Ketogenic Diet Diary – 2017
It has been a pretty average week nothing major to report. I have been sleeping well for the past few days and find myself awaking earlier in the mornings even if i went to bed late the night before.
My depression has been under control for a few weeks now…it’s always there but I am able to push it aside this past week by giving myself more projects at work. The evenings are still the worst and sometimes I get light cravings for sweet snacks but it is not as powerful a feeling as it was in the first couple of weeks.
I am starting to experiment more with my evening meals and have discovered some new and tasty recipes that are low in carbs but are also very filling. One of those meals was a baked eggplant with mince and cheese. It tasted amazing and I will definitely be eating that again!

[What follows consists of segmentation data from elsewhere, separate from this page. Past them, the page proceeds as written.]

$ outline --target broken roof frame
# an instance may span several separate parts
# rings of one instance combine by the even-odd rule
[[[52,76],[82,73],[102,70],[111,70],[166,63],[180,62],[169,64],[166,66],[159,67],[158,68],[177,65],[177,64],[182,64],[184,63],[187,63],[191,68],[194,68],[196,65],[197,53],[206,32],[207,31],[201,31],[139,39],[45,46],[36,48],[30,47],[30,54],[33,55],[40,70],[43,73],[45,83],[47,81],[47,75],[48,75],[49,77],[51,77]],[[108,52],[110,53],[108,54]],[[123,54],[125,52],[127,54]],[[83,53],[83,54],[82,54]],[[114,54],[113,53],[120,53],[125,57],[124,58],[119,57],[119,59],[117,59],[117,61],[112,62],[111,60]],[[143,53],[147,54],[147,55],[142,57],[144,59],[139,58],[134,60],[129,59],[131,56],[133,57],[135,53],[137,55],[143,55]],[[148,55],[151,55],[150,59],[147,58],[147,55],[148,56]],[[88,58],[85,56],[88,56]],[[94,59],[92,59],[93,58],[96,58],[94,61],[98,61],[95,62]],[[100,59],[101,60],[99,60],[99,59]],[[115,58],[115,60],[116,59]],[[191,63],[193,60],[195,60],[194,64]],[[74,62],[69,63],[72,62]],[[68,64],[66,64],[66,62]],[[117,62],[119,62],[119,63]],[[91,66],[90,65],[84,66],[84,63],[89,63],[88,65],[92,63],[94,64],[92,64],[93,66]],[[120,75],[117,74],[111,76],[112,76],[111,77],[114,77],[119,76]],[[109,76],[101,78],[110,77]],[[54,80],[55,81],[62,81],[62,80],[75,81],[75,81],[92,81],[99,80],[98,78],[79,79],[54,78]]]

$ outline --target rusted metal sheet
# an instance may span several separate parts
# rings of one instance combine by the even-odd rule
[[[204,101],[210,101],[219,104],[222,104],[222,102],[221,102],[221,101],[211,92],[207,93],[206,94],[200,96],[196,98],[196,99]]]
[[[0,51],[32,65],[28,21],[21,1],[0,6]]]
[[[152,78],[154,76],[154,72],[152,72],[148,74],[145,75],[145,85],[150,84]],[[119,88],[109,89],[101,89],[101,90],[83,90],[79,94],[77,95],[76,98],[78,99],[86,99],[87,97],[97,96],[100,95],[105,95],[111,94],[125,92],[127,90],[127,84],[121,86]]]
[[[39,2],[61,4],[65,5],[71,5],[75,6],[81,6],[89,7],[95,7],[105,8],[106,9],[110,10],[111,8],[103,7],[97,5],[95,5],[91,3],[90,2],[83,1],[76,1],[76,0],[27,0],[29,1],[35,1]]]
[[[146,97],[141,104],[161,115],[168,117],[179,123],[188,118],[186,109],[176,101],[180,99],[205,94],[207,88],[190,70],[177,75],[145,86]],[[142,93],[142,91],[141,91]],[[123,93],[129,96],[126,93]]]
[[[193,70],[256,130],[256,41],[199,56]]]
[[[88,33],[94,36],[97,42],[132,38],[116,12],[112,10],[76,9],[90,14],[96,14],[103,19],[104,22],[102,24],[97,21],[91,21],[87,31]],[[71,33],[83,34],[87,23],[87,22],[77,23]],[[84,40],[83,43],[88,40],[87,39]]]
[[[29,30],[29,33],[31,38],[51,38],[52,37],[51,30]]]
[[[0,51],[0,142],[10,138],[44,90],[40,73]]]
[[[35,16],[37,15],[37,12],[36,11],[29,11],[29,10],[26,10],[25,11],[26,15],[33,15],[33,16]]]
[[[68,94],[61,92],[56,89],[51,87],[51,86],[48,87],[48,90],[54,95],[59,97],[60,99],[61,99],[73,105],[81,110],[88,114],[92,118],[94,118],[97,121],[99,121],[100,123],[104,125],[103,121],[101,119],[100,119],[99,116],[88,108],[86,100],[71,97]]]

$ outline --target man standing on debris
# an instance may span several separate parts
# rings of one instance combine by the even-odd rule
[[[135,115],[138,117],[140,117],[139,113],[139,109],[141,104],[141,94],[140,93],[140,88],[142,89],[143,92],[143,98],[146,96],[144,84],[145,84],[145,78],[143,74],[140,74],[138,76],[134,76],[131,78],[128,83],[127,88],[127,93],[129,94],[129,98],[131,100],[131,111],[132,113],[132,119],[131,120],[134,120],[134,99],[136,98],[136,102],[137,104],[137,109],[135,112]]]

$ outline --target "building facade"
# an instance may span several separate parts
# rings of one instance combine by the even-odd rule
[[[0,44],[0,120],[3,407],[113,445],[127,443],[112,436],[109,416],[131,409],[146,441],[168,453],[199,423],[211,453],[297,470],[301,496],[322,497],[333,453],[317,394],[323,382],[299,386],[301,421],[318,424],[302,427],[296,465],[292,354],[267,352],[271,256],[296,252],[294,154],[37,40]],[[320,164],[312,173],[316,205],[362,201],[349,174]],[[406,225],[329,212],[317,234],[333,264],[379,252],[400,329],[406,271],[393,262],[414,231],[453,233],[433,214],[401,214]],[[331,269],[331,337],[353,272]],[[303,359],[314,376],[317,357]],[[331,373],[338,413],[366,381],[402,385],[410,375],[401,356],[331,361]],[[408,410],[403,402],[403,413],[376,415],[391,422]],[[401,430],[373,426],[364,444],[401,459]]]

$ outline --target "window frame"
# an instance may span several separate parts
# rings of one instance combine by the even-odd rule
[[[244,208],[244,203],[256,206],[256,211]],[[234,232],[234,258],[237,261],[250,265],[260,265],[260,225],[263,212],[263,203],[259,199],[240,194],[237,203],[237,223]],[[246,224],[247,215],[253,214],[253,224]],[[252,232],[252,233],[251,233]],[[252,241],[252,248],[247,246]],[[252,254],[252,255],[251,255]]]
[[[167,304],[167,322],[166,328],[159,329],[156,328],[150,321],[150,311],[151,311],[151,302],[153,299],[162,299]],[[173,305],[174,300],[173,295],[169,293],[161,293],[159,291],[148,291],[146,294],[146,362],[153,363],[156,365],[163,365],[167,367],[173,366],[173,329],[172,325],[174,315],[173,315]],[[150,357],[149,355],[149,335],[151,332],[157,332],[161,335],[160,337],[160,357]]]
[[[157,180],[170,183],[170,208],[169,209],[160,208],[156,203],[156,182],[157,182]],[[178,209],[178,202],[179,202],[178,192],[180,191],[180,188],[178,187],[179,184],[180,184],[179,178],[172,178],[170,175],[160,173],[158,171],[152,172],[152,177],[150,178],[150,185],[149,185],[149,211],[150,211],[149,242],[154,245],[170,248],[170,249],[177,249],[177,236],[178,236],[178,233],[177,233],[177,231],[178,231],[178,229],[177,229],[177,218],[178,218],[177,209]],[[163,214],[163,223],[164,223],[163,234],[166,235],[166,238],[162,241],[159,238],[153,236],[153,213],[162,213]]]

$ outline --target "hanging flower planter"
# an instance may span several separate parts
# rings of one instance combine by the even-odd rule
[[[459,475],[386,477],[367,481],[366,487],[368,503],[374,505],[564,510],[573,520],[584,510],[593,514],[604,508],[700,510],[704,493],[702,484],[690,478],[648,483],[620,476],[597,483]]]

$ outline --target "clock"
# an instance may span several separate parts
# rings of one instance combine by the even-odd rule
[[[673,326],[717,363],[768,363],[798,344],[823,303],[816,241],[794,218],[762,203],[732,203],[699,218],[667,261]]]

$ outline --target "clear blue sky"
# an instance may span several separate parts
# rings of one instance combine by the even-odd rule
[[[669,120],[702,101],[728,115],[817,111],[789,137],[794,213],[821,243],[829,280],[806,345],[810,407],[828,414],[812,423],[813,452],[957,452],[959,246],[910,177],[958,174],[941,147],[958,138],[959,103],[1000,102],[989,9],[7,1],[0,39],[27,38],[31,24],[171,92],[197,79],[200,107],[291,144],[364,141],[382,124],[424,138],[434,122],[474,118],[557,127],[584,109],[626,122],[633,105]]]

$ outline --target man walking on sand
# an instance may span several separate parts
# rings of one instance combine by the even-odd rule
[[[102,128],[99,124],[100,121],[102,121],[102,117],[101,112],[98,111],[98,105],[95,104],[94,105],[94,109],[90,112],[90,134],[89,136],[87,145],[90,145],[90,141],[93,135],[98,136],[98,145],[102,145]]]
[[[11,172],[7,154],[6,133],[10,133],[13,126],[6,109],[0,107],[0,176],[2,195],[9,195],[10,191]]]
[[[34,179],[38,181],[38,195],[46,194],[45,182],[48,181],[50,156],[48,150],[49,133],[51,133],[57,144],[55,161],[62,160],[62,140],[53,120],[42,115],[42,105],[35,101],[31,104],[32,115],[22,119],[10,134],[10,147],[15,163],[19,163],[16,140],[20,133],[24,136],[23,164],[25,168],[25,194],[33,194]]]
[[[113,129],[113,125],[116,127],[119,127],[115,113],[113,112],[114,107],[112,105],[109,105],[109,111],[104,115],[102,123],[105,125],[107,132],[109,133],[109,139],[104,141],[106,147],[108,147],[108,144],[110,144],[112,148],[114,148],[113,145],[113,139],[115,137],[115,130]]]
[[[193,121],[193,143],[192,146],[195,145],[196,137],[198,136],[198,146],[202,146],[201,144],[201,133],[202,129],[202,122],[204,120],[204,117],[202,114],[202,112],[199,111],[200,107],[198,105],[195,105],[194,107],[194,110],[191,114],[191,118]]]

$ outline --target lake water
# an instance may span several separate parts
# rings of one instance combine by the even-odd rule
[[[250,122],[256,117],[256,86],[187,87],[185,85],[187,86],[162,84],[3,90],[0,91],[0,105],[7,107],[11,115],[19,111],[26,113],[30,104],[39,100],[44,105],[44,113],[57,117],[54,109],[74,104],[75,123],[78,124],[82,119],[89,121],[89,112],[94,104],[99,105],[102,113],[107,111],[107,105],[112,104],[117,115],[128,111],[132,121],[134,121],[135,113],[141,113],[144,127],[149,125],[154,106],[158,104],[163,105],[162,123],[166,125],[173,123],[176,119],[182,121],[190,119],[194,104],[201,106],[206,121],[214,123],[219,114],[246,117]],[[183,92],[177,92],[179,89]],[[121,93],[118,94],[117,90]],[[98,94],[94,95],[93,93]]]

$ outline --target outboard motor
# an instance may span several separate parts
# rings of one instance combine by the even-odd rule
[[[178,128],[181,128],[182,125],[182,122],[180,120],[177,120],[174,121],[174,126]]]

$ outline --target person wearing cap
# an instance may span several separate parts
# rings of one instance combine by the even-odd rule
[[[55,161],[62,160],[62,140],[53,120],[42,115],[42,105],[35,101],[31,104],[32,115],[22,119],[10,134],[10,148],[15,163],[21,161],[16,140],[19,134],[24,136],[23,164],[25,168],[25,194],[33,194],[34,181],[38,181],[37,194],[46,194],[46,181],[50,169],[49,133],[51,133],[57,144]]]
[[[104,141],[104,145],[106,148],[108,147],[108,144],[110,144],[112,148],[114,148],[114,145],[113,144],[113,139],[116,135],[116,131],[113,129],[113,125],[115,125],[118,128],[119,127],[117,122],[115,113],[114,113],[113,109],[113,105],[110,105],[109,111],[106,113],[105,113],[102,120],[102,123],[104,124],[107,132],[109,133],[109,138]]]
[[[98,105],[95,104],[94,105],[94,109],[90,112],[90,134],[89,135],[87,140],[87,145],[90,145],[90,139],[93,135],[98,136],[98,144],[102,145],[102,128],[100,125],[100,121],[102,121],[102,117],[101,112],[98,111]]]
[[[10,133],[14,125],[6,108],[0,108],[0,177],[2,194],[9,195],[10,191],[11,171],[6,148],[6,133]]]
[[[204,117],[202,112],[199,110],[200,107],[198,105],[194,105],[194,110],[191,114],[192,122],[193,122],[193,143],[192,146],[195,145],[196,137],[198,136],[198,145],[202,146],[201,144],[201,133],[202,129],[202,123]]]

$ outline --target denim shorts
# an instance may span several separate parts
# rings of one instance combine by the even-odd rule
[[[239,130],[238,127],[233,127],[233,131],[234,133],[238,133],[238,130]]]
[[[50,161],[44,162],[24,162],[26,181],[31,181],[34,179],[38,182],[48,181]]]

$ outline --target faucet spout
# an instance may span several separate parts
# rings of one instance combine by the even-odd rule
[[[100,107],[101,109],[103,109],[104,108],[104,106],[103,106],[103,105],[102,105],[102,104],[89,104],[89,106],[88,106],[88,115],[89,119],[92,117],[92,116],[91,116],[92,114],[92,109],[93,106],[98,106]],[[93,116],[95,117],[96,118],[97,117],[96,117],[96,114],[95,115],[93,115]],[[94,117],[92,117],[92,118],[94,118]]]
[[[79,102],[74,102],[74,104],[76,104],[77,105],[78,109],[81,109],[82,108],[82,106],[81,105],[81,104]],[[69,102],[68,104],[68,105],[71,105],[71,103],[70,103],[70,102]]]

I measured and weighed myself today and discovered no change in either a loss of weight or size. I wasn’t shocked because this is normal for keto diets. Here is a great explination I picked up from Reddit:
“Fat loss and weight loss are two separate things, you’ll have swings in weight loss but your fat loss is constant as long as you keep a caloric deficit. After you lose the initial water weight you’ll slowly regain it as your body adapts to keto, this means that you can have rapid weight loss during the first three weeks and then a really slow loss (or plateau) for several weeks, sometimes months, when you gain back those 5-10 lbs of water. During all this time you’re still losing fat if you’re keeping a caloric deficit, the fluctuations is body weight (water, food in the digestive system) are just masking the fat loss.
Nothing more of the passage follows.